The current strike between owners and the National Football League Players' Association has produced economic ramifications well beyond the locker room.

It has also touched the nation's little people; that miniature army of stadium workers, ushers, concessionaires, hotel and restaurant employees, etc. who somehow derive part of their living from pro football.

How many parking lot attendants do you think have been laid off because there have been no games going on seven weeks now? How many people you never think about - like those who film NFL games or sweep out stadiums or sell popcorn?

Although exact figures are often hard to check, it has been estimated that the three major television networks lose $4 million in advertising revenues every time they are unable to broadcast an NFL game. Now multiply that by seven weeks or three months or however long it takes to settle this strike and the numbers are staggering.

What triggered this open break between labor and management in the first place was the record five-year, $2.1-billion television contract that NFL owners signed this season with the networks. That translates into $14 million per owner per year for each of the league's 28 franchises.

Originally the players wanted 55 percent of that money, although they have since modified their demands. No doubt they deserve part of it, but it's the owners who take the financial risks. Their responsibilities are ongoing, while most player careers last an average of 4.2 years.

Yet another dimension was added to proceedings this week when a player delegation left strike headquarters in New York to visit the offices of the newly formed United States Football League, which is only four blocks away.

Players not only talked for more than 90 minutes with USFL commissioner Chet Simmons, but briefed him on the number of NFL stars whose contracts are due to expire within the next few months.

''We stand by our statement that we will not interfere with the valid, bonafide NFL contract,' said Simmons, ''but the question is, what if the player is in his option year? Then we'll give him a chance to talk to the USFL club. . .''

Players claim that 352 of their brethren, or 23 percent of the union, would be free agents by Feb. 1 and eligible to sign with the new league.
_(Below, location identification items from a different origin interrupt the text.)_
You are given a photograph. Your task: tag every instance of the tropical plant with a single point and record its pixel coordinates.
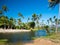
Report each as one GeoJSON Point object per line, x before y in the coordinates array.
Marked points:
{"type": "Point", "coordinates": [31, 24]}
{"type": "Point", "coordinates": [47, 28]}
{"type": "Point", "coordinates": [20, 15]}
{"type": "Point", "coordinates": [36, 18]}
{"type": "Point", "coordinates": [53, 3]}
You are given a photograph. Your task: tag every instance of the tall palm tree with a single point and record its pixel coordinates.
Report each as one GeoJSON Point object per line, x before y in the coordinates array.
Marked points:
{"type": "Point", "coordinates": [19, 14]}
{"type": "Point", "coordinates": [48, 22]}
{"type": "Point", "coordinates": [28, 19]}
{"type": "Point", "coordinates": [19, 22]}
{"type": "Point", "coordinates": [53, 2]}
{"type": "Point", "coordinates": [1, 12]}
{"type": "Point", "coordinates": [4, 8]}
{"type": "Point", "coordinates": [36, 18]}
{"type": "Point", "coordinates": [11, 22]}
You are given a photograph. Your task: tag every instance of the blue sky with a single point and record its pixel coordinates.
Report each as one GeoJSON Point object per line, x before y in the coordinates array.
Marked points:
{"type": "Point", "coordinates": [29, 7]}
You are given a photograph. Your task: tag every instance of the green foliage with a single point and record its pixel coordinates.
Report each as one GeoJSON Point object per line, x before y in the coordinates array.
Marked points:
{"type": "Point", "coordinates": [53, 3]}
{"type": "Point", "coordinates": [47, 28]}
{"type": "Point", "coordinates": [31, 24]}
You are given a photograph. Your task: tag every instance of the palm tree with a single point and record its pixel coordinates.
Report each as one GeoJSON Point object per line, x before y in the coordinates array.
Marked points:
{"type": "Point", "coordinates": [53, 3]}
{"type": "Point", "coordinates": [1, 12]}
{"type": "Point", "coordinates": [36, 18]}
{"type": "Point", "coordinates": [48, 22]}
{"type": "Point", "coordinates": [19, 22]}
{"type": "Point", "coordinates": [11, 22]}
{"type": "Point", "coordinates": [28, 19]}
{"type": "Point", "coordinates": [4, 8]}
{"type": "Point", "coordinates": [19, 14]}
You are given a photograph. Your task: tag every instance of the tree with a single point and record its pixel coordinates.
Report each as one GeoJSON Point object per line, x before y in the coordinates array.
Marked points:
{"type": "Point", "coordinates": [4, 8]}
{"type": "Point", "coordinates": [28, 19]}
{"type": "Point", "coordinates": [53, 3]}
{"type": "Point", "coordinates": [36, 19]}
{"type": "Point", "coordinates": [19, 14]}
{"type": "Point", "coordinates": [48, 22]}
{"type": "Point", "coordinates": [1, 12]}
{"type": "Point", "coordinates": [32, 24]}
{"type": "Point", "coordinates": [11, 22]}
{"type": "Point", "coordinates": [3, 21]}
{"type": "Point", "coordinates": [47, 28]}
{"type": "Point", "coordinates": [19, 22]}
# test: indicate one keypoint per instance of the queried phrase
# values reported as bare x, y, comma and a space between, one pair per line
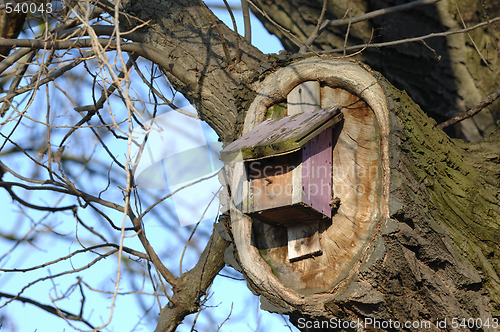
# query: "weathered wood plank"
276, 137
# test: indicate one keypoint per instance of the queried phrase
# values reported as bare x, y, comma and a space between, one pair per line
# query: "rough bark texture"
437, 254
433, 257
445, 76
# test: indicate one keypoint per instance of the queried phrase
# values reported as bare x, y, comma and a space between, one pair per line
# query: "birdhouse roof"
281, 136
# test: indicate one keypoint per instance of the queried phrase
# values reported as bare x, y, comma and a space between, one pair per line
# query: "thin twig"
213, 19
485, 103
235, 27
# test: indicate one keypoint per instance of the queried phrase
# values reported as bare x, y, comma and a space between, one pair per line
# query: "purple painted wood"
317, 172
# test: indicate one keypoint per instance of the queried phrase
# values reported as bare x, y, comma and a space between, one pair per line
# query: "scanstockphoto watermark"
365, 323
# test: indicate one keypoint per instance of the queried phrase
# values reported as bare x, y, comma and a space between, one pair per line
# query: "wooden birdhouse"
288, 163
289, 167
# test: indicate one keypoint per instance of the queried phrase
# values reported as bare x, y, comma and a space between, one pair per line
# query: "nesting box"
288, 165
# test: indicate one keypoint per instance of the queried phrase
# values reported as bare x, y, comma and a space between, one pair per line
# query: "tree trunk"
444, 75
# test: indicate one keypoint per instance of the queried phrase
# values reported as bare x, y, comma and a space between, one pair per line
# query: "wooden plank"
303, 240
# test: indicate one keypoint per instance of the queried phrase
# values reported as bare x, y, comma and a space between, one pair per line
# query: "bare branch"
50, 309
471, 112
246, 20
375, 13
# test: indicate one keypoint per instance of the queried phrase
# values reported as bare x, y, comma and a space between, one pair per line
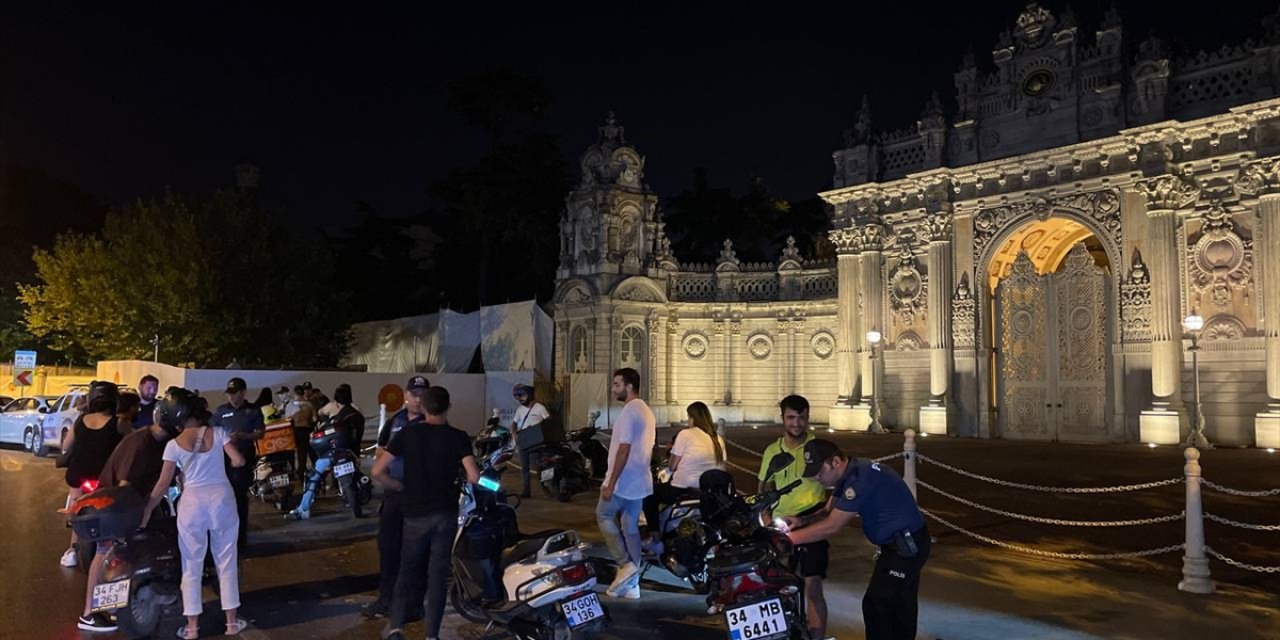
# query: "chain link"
1242, 525
1237, 492
1054, 521
1055, 554
1240, 565
1052, 489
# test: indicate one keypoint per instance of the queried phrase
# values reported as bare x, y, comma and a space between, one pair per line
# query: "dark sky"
346, 105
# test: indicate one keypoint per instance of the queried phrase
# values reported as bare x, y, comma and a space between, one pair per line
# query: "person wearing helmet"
136, 462
529, 414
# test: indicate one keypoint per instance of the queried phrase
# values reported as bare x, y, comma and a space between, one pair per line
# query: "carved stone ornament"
695, 346
1136, 302
1260, 178
759, 346
1220, 260
963, 319
908, 289
1102, 208
823, 344
1169, 192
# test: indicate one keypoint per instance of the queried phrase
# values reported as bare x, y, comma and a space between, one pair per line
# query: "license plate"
112, 595
757, 620
584, 609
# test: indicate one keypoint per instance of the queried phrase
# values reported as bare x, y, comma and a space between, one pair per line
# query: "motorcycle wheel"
142, 616
465, 606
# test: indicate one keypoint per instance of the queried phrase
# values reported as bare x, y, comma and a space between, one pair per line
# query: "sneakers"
96, 622
622, 580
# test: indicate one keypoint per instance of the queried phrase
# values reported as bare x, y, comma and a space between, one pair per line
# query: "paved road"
309, 579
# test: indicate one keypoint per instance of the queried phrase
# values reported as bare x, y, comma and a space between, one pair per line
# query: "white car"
21, 419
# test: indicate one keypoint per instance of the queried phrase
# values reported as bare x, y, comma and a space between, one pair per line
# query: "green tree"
213, 278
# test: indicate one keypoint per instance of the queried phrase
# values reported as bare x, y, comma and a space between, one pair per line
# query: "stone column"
1165, 196
933, 417
1262, 179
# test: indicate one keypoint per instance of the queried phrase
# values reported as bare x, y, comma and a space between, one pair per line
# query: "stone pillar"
1262, 179
933, 417
1165, 197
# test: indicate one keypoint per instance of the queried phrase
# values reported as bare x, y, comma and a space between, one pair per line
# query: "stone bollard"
1194, 563
909, 460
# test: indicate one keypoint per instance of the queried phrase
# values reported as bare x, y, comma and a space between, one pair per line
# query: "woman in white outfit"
206, 508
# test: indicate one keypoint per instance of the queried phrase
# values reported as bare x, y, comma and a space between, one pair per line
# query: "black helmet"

Although not yet a rich organization, the USFL does have a contract with network television to show weekly games, beginning in March.

Meanwhile those NFL officials and players who cling to the belief that the strike will be settled by the weekend of Nov. 14 continue to talk about the possibility of a 12-game season.

Bearing in mind that two of those games have already been played, the other 10 could be accomodated if the league were to get underway no later than Nov. 14 and if an extra game were added on Thanksgiving Day. The open dates between what would have been the end of the regular season and the Super Bowl on Jan. 30 would also have to be utilized (one of these being the first playoff week, which has been used for wild card games since 1978).

The problem here is that most players say they would need a second training camp, not only to sharpen their skills but to protect themselves from injury. Anyway, the NFL actually played a 12-game championship schedule between 1947 and 1960, although there were fewer teams in the league at that time.

One thing is certain: both the owners and the players need each other. If the players didn't already know this, they must have tumbled onto this fact after staging two all-star games on their own recently that together attracted fewer than 15,000 spectators.

But even that figure is misleading, since more than one-third of that total were allowed in free. Ted Turner, whose cable broadcasting system televised both games nationwide, told reporters afterward that his company lost $800,000 on this venture. Meanwhile another $200,000 was dropped by Sports Events Inc., the promoters of the games.

The games themselves were only reasonable facsimilies of what fans normally see Sunday afternoons. Regular NFL rules were ignored in some areas. For example, both teams agreed that neither would blitz on defense. There were reasonably good pass plays, but nothing any better than you'd see in most college games.

Most NFL fans would probably be willing to accept almost any compromise to see the season resume. And the Super Bowl could still be played in Pasadena, Calif., at the end of January. NFL Commissioner Pete Rozelle says that date is virtually untouchable because of TV commitments and the logistical problems that would arise in rescheduling the game.